Наконец мы вышли к дорожке, тянувшейся среди статуй и окружавших их зданий. Я ожидал, что здания окажутся разрушенными, подобно тем, в заброшенном городе Апу-Пунчау, однако ошибся. Глухие, безмолвные, таинственные, они вполне могли быть возведены всего два-три года тому назад. Ни одной обвалившейся крыши, ни одного ползучего стебля, пробившегося сквозь щели меж квадратными серыми блоками каменной кладки… Окон в стенах не имелось, архитектура ничем не напоминала ни храмов, ни крепостей, ни усыпальниц, ни прочих построек знакомого назначения. Совершенно без прикрас, лишенные какого-либо изящества, выстроены они были великолепно, выше всяких похвал, а разница форм их, очевидно, указывала на разницу в функциях. Сверкающие фигуры возвышались над ними, словно замороженные на месте внезапным порывом студеного ветра, – обычно монументы выглядят совершенно не так.
Выбрав одно из зданий, я сказал мальчишке, что мы проберемся туда и, если повезет, найдем внутри воду, а может, даже еду, консервы. Увы, все это оказалось пустым хвастовством. Двери не уступали прочностью стенам, кровля держалась едва ли не крепче фундамента. Будь при мне даже топор, я и тогда вряд ли сумел бы пробить нам путь в дом, а пустить в дело «Терминус Эст» не осмелился. Обшаривая дом в поисках слабых мест, мы потратили даром не одну стражу. Ни во второе, ни в третье здание проникнуть тоже не удалось.

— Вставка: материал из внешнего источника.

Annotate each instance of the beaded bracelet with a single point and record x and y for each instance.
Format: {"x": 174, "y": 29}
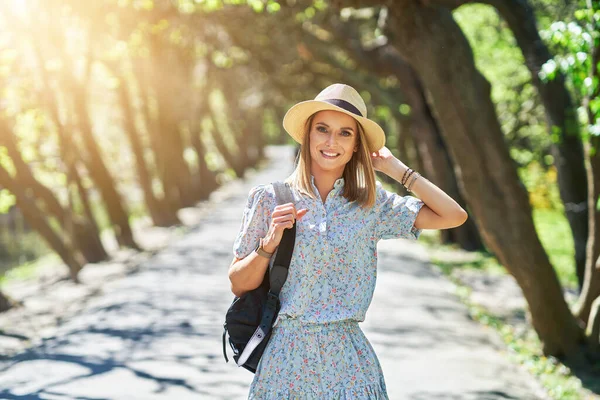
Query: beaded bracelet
{"x": 412, "y": 171}
{"x": 403, "y": 176}
{"x": 416, "y": 176}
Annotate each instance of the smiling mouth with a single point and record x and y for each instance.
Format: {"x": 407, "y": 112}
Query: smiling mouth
{"x": 329, "y": 155}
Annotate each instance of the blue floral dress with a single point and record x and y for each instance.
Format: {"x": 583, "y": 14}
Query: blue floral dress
{"x": 317, "y": 350}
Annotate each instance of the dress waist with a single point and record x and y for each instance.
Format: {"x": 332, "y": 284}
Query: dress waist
{"x": 313, "y": 326}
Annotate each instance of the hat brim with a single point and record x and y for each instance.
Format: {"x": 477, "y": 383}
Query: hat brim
{"x": 295, "y": 119}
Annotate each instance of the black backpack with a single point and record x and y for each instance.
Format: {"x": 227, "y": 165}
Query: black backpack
{"x": 250, "y": 318}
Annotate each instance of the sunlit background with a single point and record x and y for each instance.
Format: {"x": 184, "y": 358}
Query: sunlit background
{"x": 120, "y": 112}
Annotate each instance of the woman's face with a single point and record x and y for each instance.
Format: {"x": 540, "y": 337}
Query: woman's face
{"x": 332, "y": 132}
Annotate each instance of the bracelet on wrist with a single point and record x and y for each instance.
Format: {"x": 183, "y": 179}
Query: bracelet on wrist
{"x": 416, "y": 176}
{"x": 412, "y": 171}
{"x": 404, "y": 176}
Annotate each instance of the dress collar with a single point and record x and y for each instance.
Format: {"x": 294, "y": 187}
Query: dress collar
{"x": 337, "y": 185}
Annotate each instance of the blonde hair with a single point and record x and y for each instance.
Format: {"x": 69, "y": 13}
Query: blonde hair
{"x": 359, "y": 175}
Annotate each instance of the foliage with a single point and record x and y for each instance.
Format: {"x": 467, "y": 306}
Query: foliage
{"x": 500, "y": 60}
{"x": 573, "y": 43}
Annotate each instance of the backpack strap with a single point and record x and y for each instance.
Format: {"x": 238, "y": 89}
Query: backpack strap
{"x": 277, "y": 276}
{"x": 279, "y": 271}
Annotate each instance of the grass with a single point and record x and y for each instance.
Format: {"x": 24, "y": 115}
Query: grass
{"x": 524, "y": 346}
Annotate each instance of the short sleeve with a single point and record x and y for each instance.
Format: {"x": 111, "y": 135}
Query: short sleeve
{"x": 396, "y": 215}
{"x": 255, "y": 221}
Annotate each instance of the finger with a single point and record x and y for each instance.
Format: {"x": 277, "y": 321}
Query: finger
{"x": 301, "y": 213}
{"x": 285, "y": 209}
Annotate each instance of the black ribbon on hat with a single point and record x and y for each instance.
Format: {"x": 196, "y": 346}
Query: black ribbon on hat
{"x": 345, "y": 105}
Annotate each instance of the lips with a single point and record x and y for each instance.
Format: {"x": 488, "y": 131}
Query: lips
{"x": 330, "y": 156}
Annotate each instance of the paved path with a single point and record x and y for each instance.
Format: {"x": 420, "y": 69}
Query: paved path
{"x": 156, "y": 333}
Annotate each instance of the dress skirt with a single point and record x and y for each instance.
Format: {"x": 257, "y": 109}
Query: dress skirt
{"x": 318, "y": 361}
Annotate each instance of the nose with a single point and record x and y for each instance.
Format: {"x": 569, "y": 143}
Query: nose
{"x": 331, "y": 140}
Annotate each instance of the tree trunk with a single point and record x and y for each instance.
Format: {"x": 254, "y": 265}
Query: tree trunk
{"x": 161, "y": 214}
{"x": 85, "y": 233}
{"x": 563, "y": 125}
{"x": 591, "y": 283}
{"x": 97, "y": 169}
{"x": 37, "y": 220}
{"x": 436, "y": 47}
{"x": 173, "y": 169}
{"x": 5, "y": 303}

– Вон еще дом, круглый, – сказал, наконец, мальчишка. – Пойду погляжу, что там.
Уверенный, что в этом пустынном месте никакие опасности ему не грозят, я отпустил его.
Вскоре маленький Севериан вернулся ко мне:
– Двери открыты!
XXIV. Мертвое тело
Каким целям служили прочие здания, я так никогда и не выяснил. Для чего предназначено это, круглое в плане, накрытое сверху куполом, не сумел понять тоже. Металл его стен – какой-то светлый, блестящий сплав, ничуть не похожий на лаково-темный металл башен Цитадели – с виду напоминал хорошо начищенное серебро.

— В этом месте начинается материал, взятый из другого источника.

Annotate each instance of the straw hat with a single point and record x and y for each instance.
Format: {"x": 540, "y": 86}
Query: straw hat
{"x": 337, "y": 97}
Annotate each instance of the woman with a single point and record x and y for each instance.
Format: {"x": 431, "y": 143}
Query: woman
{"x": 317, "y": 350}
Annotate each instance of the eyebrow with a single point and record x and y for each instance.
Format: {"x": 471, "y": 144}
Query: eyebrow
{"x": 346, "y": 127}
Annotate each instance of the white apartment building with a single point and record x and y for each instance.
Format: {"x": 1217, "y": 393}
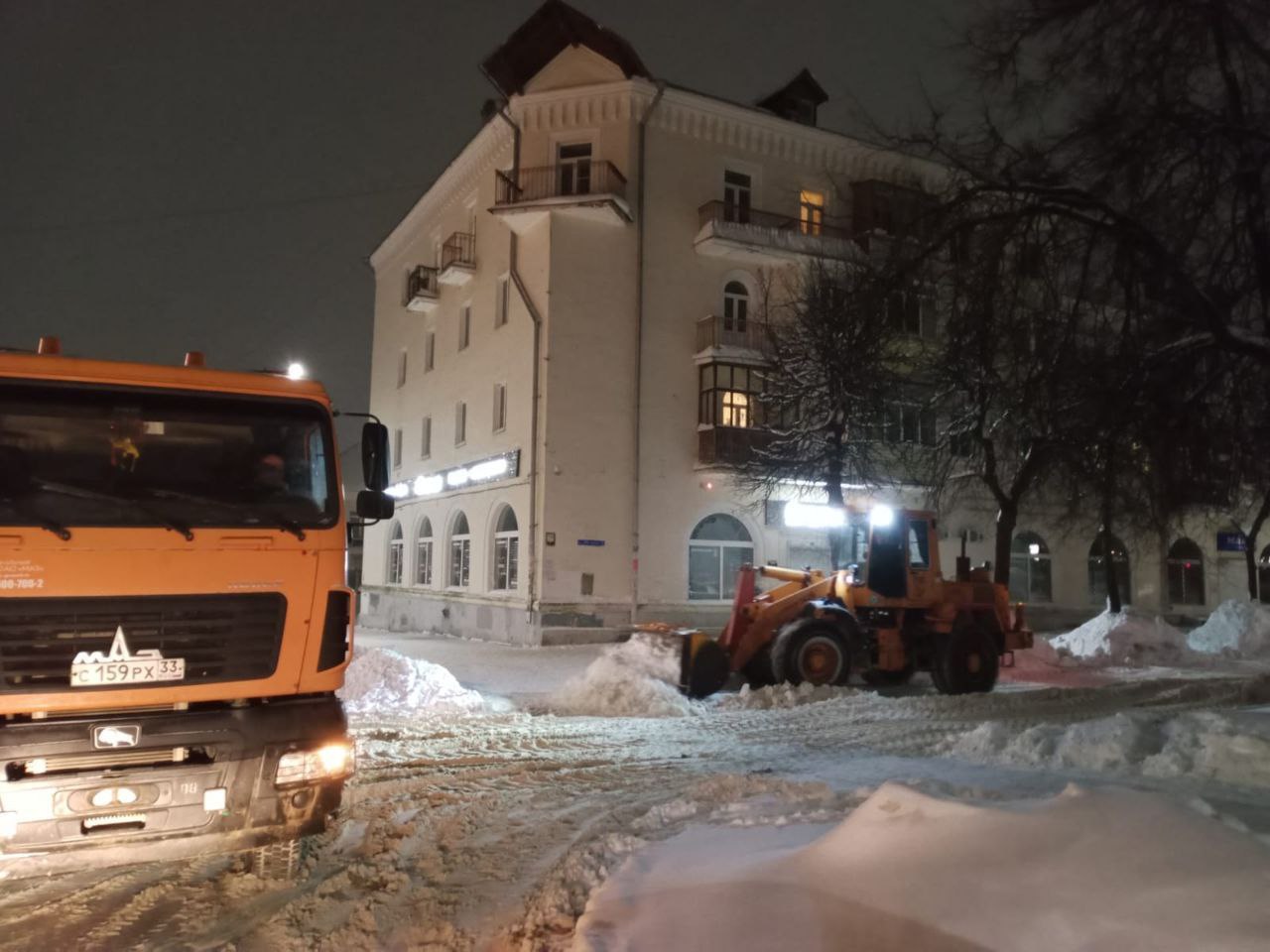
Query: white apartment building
{"x": 566, "y": 335}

Основанием сверкающему зданию служило ступенчатое подножие наподобие пьедестала, что показалось мне довольно странным: ведь исполинские изваяния катафрактов в древних доспехах стояли попросту, на мостовой. Внутрь вела не одна – целых пять дверей (прежде чем войти, мы обошли здание кругом), и все они были открыты. Заодно я внимательно осмотрел и двери, и пол возле них, однако пыли на таких высотах почти нет, а посему с уверенностью сказать, давно ли их оставили открытыми, мне не удалось. Покончив с разведкой, я велел мальчишке пропустить меня первым и переступил порог.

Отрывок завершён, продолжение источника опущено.